4.19.2004

- Kill Bill 2 is most awesome! I think it's the fastest 2 hrs ever spent in a movie hall.
QT - I salute you!
Rating: 5/5

4.12.2004

Just got tickets to Itzhak Perlman concert. Going on the 25th! Awesome!
The Secret Source of Google's Power
(from: http://blog.topix.net/archives/000016.html)

Much is being written about Gmail, Google's new free webmail system. There's something deeper to learn about Google from this product than the initial reaction to the product features, however. Ignore for a moment the observations about Google leapfrogging their competitors with more user value and a new feature or two. Or Google diversifying away from search into other applications; they've been doing that for a while. Or the privacy red herring.
No, the story is about seemingly incremental features that are actually massively expensive for others to match, and the platform that Google is building which makes it cheaper and easier for them to develop and run web-scale applications than anyone else.

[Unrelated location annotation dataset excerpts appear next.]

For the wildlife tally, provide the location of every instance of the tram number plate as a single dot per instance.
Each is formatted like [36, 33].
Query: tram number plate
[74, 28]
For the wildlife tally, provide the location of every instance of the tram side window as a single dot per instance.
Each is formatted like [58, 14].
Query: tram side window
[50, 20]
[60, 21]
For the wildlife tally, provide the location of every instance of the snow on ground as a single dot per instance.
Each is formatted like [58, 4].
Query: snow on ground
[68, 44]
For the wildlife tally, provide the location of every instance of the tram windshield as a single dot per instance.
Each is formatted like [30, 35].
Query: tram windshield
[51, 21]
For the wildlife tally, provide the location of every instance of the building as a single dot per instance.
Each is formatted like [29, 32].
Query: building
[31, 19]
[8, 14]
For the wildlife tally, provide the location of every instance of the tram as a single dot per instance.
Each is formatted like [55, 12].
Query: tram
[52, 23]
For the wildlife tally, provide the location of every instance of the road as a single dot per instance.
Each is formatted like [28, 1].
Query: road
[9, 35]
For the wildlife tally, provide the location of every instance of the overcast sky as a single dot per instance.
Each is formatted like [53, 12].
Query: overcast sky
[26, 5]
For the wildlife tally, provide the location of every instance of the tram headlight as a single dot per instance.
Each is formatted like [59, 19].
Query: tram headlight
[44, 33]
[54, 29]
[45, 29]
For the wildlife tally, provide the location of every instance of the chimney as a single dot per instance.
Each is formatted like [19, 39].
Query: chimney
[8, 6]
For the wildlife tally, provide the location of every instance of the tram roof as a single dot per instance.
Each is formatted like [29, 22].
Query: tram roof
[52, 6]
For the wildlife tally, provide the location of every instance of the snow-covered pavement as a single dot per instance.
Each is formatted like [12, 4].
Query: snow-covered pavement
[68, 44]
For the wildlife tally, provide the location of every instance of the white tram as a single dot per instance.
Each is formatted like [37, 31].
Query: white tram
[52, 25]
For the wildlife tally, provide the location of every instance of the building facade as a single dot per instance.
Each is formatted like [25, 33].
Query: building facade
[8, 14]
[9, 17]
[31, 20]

I've written before about Google's snippet service, which required that they store the entire web in RAM. All so they could generate a slightly better page excerpt than other search engines.

Google has taken the last 10 years of systems software research out of university labs, and built their own proprietary, production quality system. What is this platform that Google is building? It's a distributed computing platform that can manage web-scale datasets on 100,000 node server clusters. It includes a petabyte, distributed, fault tolerant filesystem, distributed RPC code, probably network shared memory and process migration. And a datacenter management system which lets a handful of ops engineers effectively run 100,000 servers. Any of these projects could be the sole focus of a startup.



Speculation: Gmail's Architecture and Economics
Let's make some guesses about how one might build a Gmail.

Hotmail has 60 million users. Gmail's design should be comparable, and should scale to 100 million users. It will only have to support a couple of million in the first year though.

The most obvious challenge is the storage. You can't lose people's email, and you don't want to ever be down, so data has to be replicated. RAID is no good; when a disk fails, a human needs to replace the bad disk, or there is risk of data loss if more disks fail. One imagines the old ENIAC technician running up and down the isles of Google's data center with a shopping cart full of spare disk drives instead of vacuum tubes. RAID also requires more expensive hardware -- at least the hot swap drive trays. And RAID doesn't handle high availability at the server level anyway.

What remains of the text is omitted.